Signed by authority of the Secretary of State for the Environment

Paul Beresford

Parliamentary Under-Secretary of State,

Department of the Environment

5th October 1994

John Redwood

Secretary of State for Wales

6th October 1994

Explanatory Note

(This note is not part of the Order)

This Order amends the Town and Country Planning General Development Order 1988 (“the 1988 Order”) as a result of the restructuring of the coal industry, and the establishment of the Coal Authority and a new licensing system, by the Coal Industry Act 1994 (c. 21).

Articles 2 and 3 make amendments to articles 13 and 18 of the 1988 Order (notification and consultation provisions).

Article 4 amends Part 19 of Schedule 2 to the 1988 Order (development ancillary to mining operations), including defining minerals to include coal which is not the subject of coal- mining operations which have to be carried on in accordance with a licence (see section 25(2) of the 1994 Act).

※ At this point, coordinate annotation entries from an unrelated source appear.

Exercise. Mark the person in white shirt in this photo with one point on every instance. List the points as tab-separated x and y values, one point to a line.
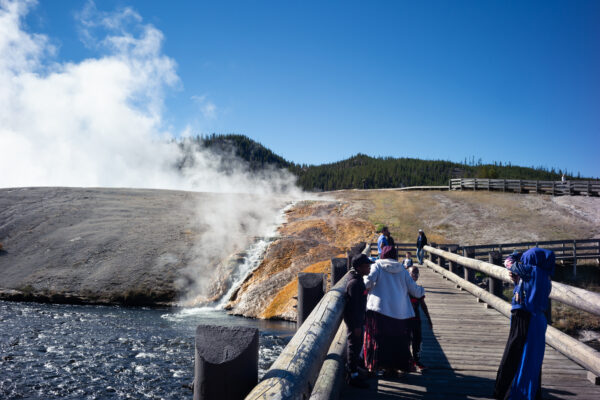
408	260
388	313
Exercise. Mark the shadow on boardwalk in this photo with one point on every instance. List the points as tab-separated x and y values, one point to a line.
463	353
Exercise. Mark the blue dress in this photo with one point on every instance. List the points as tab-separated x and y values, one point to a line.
535	269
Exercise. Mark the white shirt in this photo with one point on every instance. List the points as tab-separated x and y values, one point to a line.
389	285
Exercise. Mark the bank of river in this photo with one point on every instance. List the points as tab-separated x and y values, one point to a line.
100	352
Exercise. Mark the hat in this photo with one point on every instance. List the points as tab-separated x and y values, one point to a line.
361	259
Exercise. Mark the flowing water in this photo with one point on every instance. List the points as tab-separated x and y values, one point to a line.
99	352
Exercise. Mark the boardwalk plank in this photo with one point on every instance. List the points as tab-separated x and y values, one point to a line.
463	352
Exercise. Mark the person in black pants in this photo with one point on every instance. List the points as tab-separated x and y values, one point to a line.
416	337
354	316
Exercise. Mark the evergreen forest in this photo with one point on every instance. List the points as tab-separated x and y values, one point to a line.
364	172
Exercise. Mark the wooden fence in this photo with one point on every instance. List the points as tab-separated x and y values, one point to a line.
565	250
310	366
555	188
572	296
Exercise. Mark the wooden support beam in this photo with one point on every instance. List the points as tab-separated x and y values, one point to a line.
331	376
570	347
576	297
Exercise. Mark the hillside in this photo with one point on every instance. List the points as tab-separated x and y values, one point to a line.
317	231
120	246
364	172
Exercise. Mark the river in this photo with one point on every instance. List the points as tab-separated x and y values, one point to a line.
100	352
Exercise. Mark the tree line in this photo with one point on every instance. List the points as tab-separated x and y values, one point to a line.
364	172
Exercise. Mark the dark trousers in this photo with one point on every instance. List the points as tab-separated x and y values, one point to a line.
512	357
416	338
354	347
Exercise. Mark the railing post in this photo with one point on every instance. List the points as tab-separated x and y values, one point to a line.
226	362
339	267
452	265
310	292
574	258
433	257
442	260
495	285
469	274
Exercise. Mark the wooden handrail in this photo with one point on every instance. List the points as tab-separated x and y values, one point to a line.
295	372
572	348
575	297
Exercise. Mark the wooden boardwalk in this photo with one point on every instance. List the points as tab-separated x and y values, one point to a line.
463	353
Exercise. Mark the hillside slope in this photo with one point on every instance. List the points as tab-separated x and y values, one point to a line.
124	246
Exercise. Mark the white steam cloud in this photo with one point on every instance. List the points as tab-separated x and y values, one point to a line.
99	122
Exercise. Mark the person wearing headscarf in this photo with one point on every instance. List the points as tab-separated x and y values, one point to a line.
421	242
382	241
389	311
519	374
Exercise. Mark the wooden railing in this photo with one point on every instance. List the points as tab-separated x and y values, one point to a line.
575	297
555	188
311	365
565	250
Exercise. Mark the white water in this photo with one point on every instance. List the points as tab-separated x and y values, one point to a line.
254	255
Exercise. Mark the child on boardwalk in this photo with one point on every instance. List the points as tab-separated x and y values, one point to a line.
415	324
407	261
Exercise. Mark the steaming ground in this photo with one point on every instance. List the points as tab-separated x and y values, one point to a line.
128	246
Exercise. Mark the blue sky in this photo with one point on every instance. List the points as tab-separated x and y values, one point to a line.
319	81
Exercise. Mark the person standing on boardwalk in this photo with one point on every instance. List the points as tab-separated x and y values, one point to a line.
416	337
382	241
421	242
407	261
520	372
388	313
354	317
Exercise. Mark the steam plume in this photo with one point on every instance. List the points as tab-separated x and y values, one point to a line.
99	122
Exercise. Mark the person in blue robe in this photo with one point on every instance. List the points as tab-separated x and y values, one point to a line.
519	374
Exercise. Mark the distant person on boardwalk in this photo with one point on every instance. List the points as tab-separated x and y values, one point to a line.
354	317
421	242
416	337
388	314
407	260
382	241
520	372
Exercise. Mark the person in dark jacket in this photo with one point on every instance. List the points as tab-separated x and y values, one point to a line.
520	371
354	316
421	242
416	336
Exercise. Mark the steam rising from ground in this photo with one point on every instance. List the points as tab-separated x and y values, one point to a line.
99	122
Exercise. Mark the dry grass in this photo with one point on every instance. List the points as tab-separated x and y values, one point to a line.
471	218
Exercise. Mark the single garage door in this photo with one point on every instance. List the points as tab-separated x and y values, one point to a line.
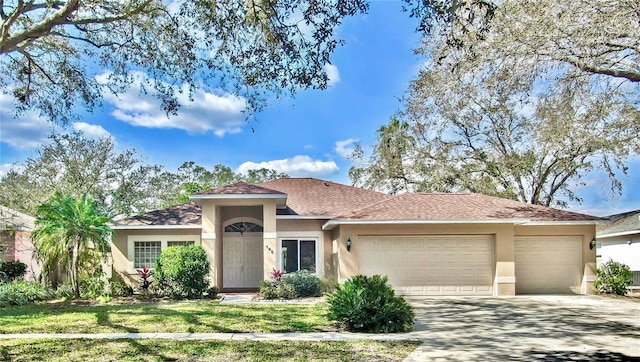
431	265
548	264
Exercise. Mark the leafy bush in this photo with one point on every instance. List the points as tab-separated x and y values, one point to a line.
21	293
613	278
304	282
268	290
91	277
328	285
119	288
13	270
212	292
369	304
64	291
181	271
145	279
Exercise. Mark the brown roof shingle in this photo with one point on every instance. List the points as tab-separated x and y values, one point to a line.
188	214
240	188
621	223
314	197
467	206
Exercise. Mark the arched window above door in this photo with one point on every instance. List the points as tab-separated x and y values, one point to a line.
243	227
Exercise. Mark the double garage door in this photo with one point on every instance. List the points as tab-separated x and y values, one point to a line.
548	264
463	264
432	265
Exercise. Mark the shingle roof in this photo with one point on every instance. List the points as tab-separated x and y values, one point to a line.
462	206
188	214
314	197
15	220
330	200
240	188
621	223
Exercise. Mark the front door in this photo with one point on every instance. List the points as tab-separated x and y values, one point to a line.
242	261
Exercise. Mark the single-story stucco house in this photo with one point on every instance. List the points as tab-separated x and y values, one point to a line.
427	244
15	240
619	240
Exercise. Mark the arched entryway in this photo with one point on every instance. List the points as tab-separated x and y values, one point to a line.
242	256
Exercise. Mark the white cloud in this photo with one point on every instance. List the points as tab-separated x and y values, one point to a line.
345	148
6	167
219	113
333	73
91	130
298	166
23	132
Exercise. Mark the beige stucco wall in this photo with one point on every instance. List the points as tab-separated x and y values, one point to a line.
18	246
347	263
302	226
587	232
123	262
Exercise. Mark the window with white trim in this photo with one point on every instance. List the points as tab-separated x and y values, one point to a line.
146	253
145	249
180	243
298	254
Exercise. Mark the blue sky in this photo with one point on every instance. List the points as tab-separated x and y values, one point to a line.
308	135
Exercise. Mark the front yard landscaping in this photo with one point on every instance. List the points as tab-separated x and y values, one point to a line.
200	316
136	350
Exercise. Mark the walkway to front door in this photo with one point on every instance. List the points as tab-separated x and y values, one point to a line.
242	261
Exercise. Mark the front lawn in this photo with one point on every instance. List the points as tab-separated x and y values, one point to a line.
136	350
200	316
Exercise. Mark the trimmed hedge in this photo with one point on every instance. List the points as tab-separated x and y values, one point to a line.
613	278
21	293
181	271
369	304
13	270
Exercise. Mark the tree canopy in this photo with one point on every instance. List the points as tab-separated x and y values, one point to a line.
52	51
121	183
519	99
65	228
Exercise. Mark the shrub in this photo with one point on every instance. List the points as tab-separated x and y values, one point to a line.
212	292
181	271
369	304
328	285
13	270
119	288
613	278
304	282
92	280
145	279
268	290
21	293
65	291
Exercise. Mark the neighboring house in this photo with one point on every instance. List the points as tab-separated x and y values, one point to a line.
15	240
619	240
427	244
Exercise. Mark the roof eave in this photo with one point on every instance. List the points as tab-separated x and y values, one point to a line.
566	222
331	224
143	227
237	196
621	233
305	217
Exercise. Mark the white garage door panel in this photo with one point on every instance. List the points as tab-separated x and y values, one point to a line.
433	265
548	264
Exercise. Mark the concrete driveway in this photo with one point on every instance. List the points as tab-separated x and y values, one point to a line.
525	328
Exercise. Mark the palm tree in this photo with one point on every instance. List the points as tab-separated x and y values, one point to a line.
65	227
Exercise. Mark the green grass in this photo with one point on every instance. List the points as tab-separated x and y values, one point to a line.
162	350
185	316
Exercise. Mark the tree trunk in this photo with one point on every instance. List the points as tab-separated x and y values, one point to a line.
74	270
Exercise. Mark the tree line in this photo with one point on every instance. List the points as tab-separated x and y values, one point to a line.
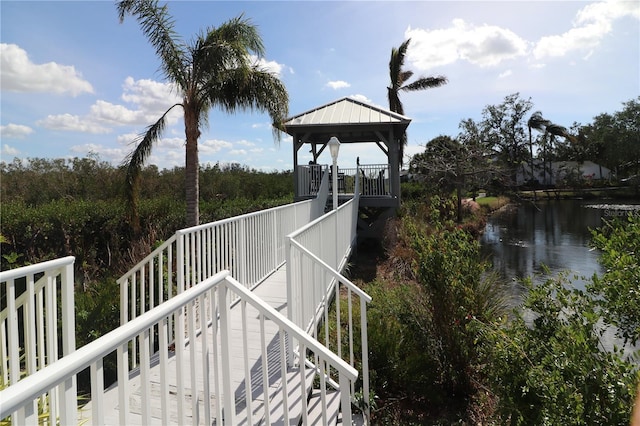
510	141
448	347
58	207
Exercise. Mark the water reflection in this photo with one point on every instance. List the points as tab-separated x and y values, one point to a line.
553	233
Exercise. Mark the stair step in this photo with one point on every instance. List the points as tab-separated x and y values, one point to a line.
315	407
276	403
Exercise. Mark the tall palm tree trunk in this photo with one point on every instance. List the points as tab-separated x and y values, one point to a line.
192	165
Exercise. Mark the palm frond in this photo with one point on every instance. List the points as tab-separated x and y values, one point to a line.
394	101
425	83
252	88
537	121
137	158
396	63
158	26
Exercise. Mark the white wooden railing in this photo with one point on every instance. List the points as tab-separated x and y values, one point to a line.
29	339
316	254
374	179
192	309
251	246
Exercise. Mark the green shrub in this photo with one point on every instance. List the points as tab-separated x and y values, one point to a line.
548	365
619	286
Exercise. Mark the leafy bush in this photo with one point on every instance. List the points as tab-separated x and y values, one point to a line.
422	350
548	365
619	286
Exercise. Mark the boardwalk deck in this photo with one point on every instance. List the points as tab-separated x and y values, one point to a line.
273	291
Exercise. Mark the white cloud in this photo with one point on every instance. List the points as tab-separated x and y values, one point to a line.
19	74
114	114
72	123
592	23
9	150
485	45
271	66
15	131
211	146
338	84
361	98
152	98
109	154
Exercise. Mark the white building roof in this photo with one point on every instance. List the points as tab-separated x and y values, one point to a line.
346	111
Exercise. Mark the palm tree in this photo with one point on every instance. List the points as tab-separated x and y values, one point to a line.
554	130
536	121
214	70
399	78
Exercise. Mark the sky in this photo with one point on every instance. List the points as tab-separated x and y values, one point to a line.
76	82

Article 5 amends Part 20 of Schedule 2 to the 1988 Order (coal mining development). It substitutes a new Class A, providing new permitted development rights for certain underground coal mining development by Coal Authority licensees. It includes provisions for the reinstatement, restoration or aftercare (or a combination of these) of any land which is an authorised site and has been used at any time in connection with previous coal-mining operations at the mine, in accordance with an approved restoration scheme. Provision is made for restoration where no restoration scheme has been approved. There are transitional and saving provisions, which do not include restoration provisions, for underground coal mining development by British Coal licensees (see article 7).

Article 6 makes minor amendments to Part 21 of Schedule 2 to the 1988 Order (waste tipping at a mine).

(3)

S.I. 1988/1813; relevant amending instruments are S.I. 1992/1493, 1992/2450.

(4)

See the Transfer of Functions (Energy) Order 1992 (S.I. 1992/1314).

(5)

1946 c. 59; Schedule 1 is repealed by section 67 of, and Part II of Schedule 11 to, the Coal Industry Act 1994 (c. 21) with effect from 31st October 1994.